According to Bloomberg News, Mitt Romney is taking advantage of a tax loophole to pass off a fortune to his children without paying taxes on it. According to administration figures, this loophole costs the government $1 billion over a ten-year budget window:
In January 1999, a trust set up by Mitt Romney for his children and grandchildren reaped a 1,000 percent return on the sale of shares in Internet advertising firm DoubleClick Inc.
If Romney had given the cash directly, he could have owed a gift tax at a rate as high as 55 percent. He avoided gift and estate taxes by using a type of generation-skipping trust known to tax planners by the nickname: “I Dig It.” […]
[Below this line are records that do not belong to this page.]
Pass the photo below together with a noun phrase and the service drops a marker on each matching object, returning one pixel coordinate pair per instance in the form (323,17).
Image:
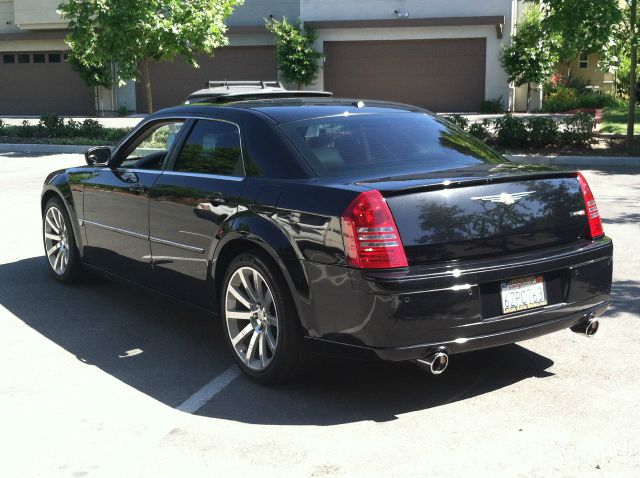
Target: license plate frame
(522,294)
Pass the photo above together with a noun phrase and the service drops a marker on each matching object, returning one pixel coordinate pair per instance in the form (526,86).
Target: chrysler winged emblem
(504,198)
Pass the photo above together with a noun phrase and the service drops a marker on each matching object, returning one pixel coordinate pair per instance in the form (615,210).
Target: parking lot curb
(43,148)
(582,161)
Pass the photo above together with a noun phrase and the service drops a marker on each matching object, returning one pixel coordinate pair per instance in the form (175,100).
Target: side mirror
(99,155)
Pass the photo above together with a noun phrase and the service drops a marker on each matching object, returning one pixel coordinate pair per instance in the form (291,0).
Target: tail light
(595,228)
(370,234)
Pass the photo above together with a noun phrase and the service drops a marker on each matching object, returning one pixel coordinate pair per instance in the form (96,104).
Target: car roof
(286,110)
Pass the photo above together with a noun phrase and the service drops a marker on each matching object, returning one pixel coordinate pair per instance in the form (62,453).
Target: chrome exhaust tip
(588,328)
(436,363)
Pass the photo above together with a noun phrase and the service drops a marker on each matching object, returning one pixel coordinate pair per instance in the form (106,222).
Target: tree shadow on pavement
(624,297)
(169,350)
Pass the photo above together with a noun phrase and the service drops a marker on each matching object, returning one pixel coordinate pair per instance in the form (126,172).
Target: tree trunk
(633,82)
(146,81)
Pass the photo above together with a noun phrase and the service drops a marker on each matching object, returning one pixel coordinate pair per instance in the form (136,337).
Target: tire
(268,351)
(60,247)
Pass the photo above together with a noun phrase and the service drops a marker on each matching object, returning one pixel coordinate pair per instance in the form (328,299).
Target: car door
(116,203)
(191,201)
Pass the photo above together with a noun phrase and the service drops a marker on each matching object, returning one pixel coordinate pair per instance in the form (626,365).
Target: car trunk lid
(443,216)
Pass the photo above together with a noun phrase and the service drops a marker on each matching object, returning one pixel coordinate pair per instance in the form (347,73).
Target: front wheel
(261,324)
(59,242)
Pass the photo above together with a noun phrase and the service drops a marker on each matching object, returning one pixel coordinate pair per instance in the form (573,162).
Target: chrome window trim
(135,170)
(203,175)
(137,235)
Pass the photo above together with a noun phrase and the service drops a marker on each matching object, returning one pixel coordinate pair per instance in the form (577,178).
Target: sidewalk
(582,161)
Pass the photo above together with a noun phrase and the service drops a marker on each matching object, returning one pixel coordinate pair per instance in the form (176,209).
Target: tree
(608,27)
(633,76)
(131,33)
(297,60)
(530,58)
(581,26)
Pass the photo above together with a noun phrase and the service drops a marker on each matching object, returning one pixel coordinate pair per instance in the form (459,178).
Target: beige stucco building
(440,54)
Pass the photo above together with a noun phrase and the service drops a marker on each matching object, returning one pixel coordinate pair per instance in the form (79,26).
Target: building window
(584,61)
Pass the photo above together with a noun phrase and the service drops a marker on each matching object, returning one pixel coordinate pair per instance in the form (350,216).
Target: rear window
(369,145)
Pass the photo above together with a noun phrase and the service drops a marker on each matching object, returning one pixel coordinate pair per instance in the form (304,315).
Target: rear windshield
(370,145)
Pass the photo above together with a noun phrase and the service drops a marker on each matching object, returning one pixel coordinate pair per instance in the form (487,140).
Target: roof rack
(226,84)
(228,91)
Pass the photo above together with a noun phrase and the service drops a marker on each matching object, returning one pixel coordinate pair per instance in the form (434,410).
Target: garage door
(172,82)
(441,75)
(41,83)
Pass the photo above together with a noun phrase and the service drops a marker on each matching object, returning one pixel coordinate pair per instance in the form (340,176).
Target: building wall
(7,24)
(38,14)
(378,9)
(33,17)
(253,12)
(604,80)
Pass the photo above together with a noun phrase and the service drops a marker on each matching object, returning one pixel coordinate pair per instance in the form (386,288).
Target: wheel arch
(51,191)
(257,233)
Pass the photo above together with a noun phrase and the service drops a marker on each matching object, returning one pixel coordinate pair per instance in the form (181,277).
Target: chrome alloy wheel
(56,240)
(252,318)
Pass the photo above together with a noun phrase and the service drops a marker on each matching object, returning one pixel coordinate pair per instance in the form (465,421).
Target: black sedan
(317,225)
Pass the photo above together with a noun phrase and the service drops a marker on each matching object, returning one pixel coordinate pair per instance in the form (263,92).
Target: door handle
(138,189)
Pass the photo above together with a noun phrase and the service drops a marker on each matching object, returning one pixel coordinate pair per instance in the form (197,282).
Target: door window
(213,147)
(149,151)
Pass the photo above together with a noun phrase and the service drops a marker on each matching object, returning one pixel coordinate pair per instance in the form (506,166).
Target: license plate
(523,293)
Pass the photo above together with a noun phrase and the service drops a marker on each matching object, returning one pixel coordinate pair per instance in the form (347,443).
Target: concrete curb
(583,161)
(43,148)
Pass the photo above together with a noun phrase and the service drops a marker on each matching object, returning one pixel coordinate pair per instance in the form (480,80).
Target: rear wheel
(59,242)
(261,324)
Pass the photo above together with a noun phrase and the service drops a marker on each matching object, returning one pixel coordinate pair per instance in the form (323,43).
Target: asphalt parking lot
(102,379)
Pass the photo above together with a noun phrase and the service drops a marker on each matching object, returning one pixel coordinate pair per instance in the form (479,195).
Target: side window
(213,147)
(150,150)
While Romney’s tax avoidance is both legal and common among high-net-worth individuals, it has become increasingly awkward for his candidacy since the disclosure of his remarks at a May fundraiser. He said that the nearly one-half of Americans who pay no income taxes are “dependent upon government” and “believe that they are victims.” […]
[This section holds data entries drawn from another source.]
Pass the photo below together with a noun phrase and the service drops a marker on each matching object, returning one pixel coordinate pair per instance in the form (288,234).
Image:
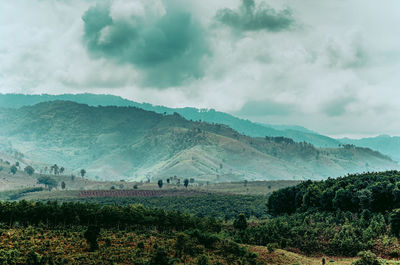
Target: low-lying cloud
(166,45)
(252,17)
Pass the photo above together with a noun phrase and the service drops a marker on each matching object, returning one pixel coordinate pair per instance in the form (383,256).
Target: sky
(330,66)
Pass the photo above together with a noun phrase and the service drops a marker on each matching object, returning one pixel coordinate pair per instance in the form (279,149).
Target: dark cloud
(250,17)
(167,49)
(265,108)
(338,107)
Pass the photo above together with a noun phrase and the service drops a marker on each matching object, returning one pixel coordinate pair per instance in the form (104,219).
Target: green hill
(132,143)
(297,133)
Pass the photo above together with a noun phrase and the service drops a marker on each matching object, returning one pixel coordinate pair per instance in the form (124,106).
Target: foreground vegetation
(302,224)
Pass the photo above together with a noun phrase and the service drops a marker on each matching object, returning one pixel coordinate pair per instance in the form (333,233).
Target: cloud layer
(249,17)
(314,63)
(167,46)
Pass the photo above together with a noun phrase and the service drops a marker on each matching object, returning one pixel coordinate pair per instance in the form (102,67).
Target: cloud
(250,17)
(167,45)
(265,108)
(338,106)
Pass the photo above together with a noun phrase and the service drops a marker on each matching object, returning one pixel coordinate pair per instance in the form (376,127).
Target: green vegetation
(337,217)
(131,143)
(224,206)
(75,233)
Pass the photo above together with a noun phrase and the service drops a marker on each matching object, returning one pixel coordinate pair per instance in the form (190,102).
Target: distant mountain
(297,133)
(132,143)
(385,144)
(388,145)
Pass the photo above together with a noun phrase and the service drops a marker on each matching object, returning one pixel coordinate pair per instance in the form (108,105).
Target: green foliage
(48,182)
(272,246)
(91,235)
(203,260)
(111,216)
(29,170)
(395,222)
(13,169)
(160,257)
(224,206)
(367,258)
(160,183)
(240,223)
(376,192)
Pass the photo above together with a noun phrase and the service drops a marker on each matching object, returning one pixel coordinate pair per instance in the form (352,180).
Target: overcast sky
(331,66)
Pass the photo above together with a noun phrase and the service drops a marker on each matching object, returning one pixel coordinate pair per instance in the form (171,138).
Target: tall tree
(48,182)
(186,183)
(160,183)
(13,169)
(29,170)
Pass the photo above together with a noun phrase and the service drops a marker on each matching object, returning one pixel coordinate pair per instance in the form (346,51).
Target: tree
(395,222)
(367,258)
(186,183)
(240,222)
(160,257)
(48,182)
(29,170)
(160,183)
(203,260)
(55,169)
(13,169)
(91,235)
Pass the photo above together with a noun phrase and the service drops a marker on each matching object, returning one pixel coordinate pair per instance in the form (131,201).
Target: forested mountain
(132,143)
(297,133)
(385,144)
(389,145)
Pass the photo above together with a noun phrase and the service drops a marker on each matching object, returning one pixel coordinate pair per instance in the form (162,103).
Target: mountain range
(135,144)
(385,144)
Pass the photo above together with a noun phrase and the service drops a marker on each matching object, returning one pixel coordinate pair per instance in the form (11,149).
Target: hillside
(385,144)
(131,143)
(246,127)
(389,145)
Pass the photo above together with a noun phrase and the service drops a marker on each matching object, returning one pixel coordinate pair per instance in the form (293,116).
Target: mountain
(388,145)
(297,133)
(385,144)
(132,143)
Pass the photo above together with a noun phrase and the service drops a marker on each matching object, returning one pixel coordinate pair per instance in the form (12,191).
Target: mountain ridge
(389,146)
(132,143)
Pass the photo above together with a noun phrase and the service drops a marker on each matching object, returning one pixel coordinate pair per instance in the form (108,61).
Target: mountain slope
(388,145)
(297,133)
(131,143)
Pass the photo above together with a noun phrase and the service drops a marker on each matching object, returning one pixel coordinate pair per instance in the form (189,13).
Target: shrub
(367,258)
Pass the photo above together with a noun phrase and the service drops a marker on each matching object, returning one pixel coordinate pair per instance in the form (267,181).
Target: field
(68,246)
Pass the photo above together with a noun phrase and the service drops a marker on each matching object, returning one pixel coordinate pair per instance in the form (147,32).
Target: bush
(367,258)
(272,246)
(203,260)
(91,235)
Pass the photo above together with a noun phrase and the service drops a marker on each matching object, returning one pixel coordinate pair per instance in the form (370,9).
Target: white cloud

The Obama administration estimates that closing the loophole Romney used would bring the federal government almost $1 billion in the coming decade.
One analyst said that $1 billion is a “laughable” under-estimate of the loophole’s effect, as “a single billionaire could pay $500 million more in estate taxes if these trusts are shut down.”
It’s unclear whether Romney would close this particular loophole, since he refuses to divulge details about his tax plan. However, he has been upfront about his desire to eliminate the estate tax, which only affects the richest Americans. That tax cut would save the heirs of the Koch and Adelson fortunes billions of dollars. As ThinkProgress detailed, the lion’s share of tax breaks doled out in the U.S. go to the very rich.